I’m not in a honky tonk tonight.
I’m in Nashville for a music educators conference, meeting at the downtown convention center just a block from Broadway and its row of live music venues, but the live music I’m hearing right now is several blocks away from that incubator of country talent. Rather, I took the advice of the concierge at the hotel by the convention center and made my way to the Bourbon Street Blues and Boogie Bar, and as I write this, I’m soaking up some tasty blues. So it’s not the kind of music one comes to Nashville to hear, but it’s still live, and it’s several notches better than an establishment this seedy could hope to attract in most other American cities.
The surprising thing, though, is not that I’m hearing blues tonight; it’s that I had to skip out on the conference schedule to hear it.
In fact, as beautiful and tuneful as this city is, the only reason I’m seeing and hearing any of it is that I serendipitously had the graduate credit I’m earning for this conference cut in half, and suddenly found myself free to hear music of my choosing.
Earning two credits at an AOSA national conference is not easy. One has to be present for 24 hours of workshops and performances, and there are only 25 ½ in the schedule. Arriving at midnight yesterday, I missed out on the one hour in that evening’s program. Still not impossible, though I would not be able to miss any other scheduled event—except I’m staying at the conference’s overflow hotel, nine miles away, and the shuttle back there leaves a half hour before tonight and tomorrow night’s programs end. One has to be present for an entire event to receive credit, so that would leave me an hour and a half short. I went to the credit table to explain my predicament, and they told me I had no choice but to drop back to just one credit, requiring 15 rather than 24 hours.
I grumpily accepted the cold reality of the situation, fuming over that missed credit that would have put me one closer to the top education step on my district’s salary schedule. If only the conference hadn’t been scheduled this week, during the Country Music Awards, and a week before Reynolds’s conference week, I could’ve taken an earlier flight, could’ve stayed in the official conference hotel, could’ve cooped myself up in the conference center from the time I arrived until I shuttled back to the airport, never seeing the light of day but getting that full 24 hours and two credits. I stayed grumpy for about five minutes, then came to a decision: this heap of doodoo was a blessing in disguise.
I can earn those fifteen hours just by attending my regular workshop sessions. That means I’m free to leave the conference center, walk around town, have leisurely rather than rushed lunches and, best of all, hear some live music that is decidedly uneducational. Which is why, instead of sitting in a sterile conference room hearing an official one hour presentation about Nashville’s place in country music history, I’m here, having a much better time.

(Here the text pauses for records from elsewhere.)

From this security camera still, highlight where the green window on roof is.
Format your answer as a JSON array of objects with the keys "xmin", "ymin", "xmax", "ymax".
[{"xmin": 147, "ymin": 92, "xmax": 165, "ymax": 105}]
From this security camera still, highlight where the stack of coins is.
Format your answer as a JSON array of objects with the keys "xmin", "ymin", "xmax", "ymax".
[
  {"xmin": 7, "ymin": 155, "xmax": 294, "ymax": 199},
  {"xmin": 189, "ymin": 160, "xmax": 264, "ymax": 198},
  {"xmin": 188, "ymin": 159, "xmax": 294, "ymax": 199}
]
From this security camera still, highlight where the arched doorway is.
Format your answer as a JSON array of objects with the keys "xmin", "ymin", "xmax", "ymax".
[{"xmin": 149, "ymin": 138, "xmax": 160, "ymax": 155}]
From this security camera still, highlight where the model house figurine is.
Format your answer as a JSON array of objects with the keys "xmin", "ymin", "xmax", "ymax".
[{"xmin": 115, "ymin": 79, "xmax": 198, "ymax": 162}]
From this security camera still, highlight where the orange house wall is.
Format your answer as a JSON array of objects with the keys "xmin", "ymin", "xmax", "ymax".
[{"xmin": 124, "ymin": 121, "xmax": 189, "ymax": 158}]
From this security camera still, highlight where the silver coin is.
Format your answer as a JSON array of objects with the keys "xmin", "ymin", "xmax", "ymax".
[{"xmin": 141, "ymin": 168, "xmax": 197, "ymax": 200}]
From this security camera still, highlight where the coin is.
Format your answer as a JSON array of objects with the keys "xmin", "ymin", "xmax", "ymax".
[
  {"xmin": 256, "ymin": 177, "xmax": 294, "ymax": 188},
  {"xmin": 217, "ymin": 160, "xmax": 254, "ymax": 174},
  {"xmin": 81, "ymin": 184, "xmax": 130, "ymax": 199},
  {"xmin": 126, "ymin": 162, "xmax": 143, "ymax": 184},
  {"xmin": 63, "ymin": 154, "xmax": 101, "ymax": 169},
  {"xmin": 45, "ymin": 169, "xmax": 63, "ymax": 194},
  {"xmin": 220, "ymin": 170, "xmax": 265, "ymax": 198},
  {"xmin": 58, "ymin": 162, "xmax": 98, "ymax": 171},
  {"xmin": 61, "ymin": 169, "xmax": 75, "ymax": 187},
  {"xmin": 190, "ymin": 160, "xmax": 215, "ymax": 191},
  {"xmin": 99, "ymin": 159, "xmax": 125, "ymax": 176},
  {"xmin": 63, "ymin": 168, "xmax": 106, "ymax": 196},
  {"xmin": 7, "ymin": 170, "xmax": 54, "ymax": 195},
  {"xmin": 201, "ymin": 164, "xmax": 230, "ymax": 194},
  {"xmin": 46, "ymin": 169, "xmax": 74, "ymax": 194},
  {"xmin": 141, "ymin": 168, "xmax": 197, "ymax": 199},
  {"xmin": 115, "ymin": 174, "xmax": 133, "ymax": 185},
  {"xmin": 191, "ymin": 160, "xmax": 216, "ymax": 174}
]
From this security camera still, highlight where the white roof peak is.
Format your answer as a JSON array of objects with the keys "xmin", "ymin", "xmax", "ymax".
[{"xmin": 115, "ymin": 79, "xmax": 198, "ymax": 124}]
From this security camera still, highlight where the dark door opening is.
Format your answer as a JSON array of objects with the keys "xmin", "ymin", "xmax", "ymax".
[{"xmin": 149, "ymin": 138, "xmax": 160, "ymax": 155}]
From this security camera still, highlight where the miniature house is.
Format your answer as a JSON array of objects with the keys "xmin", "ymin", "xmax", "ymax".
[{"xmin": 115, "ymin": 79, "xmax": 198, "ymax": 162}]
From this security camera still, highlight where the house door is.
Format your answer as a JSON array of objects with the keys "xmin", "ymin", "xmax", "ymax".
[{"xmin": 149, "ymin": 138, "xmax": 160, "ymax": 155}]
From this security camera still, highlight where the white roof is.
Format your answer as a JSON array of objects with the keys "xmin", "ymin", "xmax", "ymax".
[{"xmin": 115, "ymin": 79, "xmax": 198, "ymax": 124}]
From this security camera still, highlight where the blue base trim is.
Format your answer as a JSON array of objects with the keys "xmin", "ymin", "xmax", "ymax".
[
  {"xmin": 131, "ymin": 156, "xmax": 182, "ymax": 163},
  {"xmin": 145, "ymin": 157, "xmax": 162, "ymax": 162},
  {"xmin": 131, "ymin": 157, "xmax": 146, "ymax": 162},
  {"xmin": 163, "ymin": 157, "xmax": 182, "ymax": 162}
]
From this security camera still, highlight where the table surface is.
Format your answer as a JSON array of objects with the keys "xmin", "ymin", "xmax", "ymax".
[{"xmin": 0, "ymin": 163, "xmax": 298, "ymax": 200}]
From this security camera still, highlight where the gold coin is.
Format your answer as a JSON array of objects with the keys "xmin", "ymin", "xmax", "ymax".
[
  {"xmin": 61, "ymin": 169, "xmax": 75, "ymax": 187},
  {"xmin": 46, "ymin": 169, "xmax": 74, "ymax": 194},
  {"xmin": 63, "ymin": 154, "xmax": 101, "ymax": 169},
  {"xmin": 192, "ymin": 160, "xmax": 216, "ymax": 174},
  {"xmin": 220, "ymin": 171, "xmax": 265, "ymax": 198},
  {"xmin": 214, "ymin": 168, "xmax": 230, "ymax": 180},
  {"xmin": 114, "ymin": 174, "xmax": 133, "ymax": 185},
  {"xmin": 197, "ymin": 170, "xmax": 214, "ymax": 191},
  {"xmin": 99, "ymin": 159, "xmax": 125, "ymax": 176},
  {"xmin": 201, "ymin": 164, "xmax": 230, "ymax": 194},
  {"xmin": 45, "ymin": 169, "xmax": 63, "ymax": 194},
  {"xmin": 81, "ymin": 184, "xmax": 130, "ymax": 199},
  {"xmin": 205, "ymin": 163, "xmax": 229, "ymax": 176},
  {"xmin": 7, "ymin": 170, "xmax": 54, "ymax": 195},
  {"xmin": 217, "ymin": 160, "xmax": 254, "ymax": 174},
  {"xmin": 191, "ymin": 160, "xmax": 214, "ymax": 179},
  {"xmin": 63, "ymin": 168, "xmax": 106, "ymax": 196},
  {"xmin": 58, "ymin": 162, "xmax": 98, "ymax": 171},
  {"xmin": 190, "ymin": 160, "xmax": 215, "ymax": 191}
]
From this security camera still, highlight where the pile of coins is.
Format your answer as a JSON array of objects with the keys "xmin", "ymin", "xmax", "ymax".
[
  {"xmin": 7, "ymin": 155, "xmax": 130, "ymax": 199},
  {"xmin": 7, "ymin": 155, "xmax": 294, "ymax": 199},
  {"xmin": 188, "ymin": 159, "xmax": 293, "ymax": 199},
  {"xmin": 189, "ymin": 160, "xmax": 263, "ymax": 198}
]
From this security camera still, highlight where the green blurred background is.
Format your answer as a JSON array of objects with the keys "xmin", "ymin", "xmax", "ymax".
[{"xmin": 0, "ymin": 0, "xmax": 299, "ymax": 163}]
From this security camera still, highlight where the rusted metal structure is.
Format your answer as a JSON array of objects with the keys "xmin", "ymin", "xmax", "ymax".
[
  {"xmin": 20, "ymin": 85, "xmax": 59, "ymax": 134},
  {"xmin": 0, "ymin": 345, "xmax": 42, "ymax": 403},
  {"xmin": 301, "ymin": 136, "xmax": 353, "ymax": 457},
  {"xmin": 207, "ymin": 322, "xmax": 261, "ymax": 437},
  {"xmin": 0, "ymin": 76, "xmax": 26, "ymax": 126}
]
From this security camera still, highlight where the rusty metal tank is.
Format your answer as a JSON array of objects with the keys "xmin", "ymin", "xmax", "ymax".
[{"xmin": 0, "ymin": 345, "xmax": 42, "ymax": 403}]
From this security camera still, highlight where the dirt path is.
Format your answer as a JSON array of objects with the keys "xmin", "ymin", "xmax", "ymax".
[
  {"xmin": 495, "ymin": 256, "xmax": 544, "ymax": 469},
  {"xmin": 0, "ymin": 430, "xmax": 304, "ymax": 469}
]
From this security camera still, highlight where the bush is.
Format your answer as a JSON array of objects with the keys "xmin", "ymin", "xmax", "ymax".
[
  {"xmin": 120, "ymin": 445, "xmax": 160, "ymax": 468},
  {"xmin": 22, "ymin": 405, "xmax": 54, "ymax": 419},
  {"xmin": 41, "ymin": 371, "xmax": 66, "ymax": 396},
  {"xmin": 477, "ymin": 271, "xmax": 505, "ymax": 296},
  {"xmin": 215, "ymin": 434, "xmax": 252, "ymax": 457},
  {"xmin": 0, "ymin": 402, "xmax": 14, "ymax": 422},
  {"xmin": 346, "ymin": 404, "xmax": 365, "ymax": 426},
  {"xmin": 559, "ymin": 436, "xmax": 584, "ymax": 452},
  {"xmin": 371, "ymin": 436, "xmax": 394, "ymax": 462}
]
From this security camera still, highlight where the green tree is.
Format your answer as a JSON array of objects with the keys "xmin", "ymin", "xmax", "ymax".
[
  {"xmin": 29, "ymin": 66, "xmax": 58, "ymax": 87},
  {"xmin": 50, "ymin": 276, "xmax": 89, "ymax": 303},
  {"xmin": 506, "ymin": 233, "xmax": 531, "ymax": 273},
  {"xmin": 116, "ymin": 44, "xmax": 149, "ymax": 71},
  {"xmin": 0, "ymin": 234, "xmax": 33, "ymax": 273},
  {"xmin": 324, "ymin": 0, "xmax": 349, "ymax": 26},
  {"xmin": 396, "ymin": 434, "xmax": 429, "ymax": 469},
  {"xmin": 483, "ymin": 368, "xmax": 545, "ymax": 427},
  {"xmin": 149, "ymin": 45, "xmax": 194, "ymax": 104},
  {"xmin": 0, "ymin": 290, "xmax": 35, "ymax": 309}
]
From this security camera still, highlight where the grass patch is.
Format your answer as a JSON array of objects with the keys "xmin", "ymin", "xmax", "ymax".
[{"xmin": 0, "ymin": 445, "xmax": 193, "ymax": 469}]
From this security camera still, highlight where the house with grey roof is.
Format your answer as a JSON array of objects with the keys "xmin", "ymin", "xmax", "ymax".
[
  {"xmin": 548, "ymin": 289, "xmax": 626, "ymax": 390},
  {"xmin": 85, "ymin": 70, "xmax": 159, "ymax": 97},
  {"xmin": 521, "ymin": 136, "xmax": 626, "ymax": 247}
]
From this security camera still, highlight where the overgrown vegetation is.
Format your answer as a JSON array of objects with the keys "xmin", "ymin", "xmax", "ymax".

Don’t get me wrong, the performances at conference are wonderful, and tomorrow night I don’t want to miss the Fisk Jubilee Singers; but seriously, AOSA: do you really expect me to go to a music conference in Music City without hearing any local music? You know this is what we all want to be doing, so clear an evening for us and let us out. We’ll be in a much better mood come Sunday morning when we climb on our planes, knowing we had the chance to hear some of what this city is all about.
Gotta go. The next set has begun, and these guys are oh so good.
Postscript: as good as those guys were, they were nothing compared to the six-piece band that came next. The Stacy Mitchhart Band may be the best blues ensemble I’ve ever heard. Mitchhart sings sly, knowing lyrics, then melts the room with awe-inspiring guitar solos, all performed with almost demonic glee. A consummate professional, he stripped off and replaced a broken string, even trimming off the excess, without missing a beat. I would gladly have stayed in that balcony seat for the entire show--and according to the bar calendar, it was supposed to last until 1 a.m.--but that was not to be.
The band started playing at 9:15. At 9:40, I sadly offered my chair to a young man who’d been standing behind me, and headed back to the convention center to catch the shuttle back to my hotel. The 10:00 shuttle is yet another way in which this conference has not been designed with Music City in mind, and I could tell every other person on the bus shared my frustration. Unfortunately, there’s not much any of us can do about it, other than to make note of it in our evaluations.
But wow. Those 25 minutes may turn out to be the highlight of this trip.